In the wake of the Gold Rush, as settlers hungry for yellow metal poured into the mountains, Tenaya, now an old man, and his band marched downriver to attack two trading posts. In 1851, the owner of those trading posts, James Savage, received permission from the governor to form the Mariposa Battalion and march into the mountains to find and subdue Tenaya. Tenaya was captured, but he and his people soon returned to their home. On a second expedition to Yosemite that same year, one of Chief Tenaya's sons was killed, but the chief and his people again returned and lived in Yosemite Valley. But soon after, Tenaya's braves killed some miners entering the valley. Yet another military expedition was mounted and Tenaya and his people were expelled or captured. Chief Tenaya himself fled over the mountains back to the east side of the Sierra, only to die in 1853 in a dispute with the Paiutes.

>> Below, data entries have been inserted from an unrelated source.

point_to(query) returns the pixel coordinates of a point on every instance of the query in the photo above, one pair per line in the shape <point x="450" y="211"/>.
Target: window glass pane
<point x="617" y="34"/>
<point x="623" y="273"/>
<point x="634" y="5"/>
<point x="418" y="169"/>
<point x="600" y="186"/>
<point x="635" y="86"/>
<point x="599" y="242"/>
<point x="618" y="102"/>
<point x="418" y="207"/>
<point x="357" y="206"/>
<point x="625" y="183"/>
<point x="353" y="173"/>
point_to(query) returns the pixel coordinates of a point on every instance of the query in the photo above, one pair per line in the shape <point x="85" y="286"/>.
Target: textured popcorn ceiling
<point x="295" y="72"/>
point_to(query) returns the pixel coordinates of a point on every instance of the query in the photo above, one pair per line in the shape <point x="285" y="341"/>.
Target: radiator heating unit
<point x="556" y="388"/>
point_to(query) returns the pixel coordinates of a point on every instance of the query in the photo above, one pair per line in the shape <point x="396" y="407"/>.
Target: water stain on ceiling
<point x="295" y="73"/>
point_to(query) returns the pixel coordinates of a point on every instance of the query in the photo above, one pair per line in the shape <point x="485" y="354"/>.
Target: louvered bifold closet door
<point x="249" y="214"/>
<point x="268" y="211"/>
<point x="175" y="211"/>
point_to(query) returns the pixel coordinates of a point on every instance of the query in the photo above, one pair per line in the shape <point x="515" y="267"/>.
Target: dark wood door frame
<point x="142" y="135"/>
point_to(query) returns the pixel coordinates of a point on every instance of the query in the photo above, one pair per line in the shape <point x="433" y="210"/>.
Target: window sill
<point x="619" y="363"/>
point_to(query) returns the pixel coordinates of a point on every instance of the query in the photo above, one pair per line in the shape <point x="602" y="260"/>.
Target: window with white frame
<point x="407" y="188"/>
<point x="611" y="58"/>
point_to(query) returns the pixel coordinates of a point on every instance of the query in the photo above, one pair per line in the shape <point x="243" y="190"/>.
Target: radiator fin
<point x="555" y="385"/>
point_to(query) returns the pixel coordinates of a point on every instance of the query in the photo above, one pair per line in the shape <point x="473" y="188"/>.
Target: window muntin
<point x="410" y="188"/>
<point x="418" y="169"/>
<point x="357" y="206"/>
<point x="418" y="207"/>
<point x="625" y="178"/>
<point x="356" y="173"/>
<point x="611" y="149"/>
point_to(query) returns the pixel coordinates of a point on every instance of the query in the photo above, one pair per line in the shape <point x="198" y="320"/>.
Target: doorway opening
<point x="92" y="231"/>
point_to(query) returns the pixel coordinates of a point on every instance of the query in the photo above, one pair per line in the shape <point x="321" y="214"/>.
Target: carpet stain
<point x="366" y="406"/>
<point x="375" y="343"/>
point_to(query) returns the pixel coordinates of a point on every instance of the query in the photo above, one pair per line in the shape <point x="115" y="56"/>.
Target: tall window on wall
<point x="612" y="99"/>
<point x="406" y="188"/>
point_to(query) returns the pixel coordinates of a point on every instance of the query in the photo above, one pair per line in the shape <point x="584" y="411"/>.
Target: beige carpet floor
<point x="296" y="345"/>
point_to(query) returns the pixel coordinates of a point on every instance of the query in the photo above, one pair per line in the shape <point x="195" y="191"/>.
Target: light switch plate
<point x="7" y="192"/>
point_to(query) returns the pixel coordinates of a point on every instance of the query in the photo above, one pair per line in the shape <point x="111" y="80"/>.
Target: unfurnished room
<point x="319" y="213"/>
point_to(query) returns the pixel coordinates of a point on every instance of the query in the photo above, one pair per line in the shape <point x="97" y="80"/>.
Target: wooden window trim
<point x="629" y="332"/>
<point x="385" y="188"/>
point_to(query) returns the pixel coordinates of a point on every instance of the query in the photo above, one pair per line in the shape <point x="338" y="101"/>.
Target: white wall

Tenaya was known for his cunning, his bravery and for welcoming diverse people into his band. Tenaya Lodge is named in his honor. 

As with so much of the early history of Yosemite, much mystery and controversy remains and many aspects of the story are disputed. Much of what is here comes from Lafayette Bunnell's account of The Discovery of Yosemite. Bunnell was in the first party of white men to invade Yosemite Valley, but his book was written many years later and some parts of his account are disputed.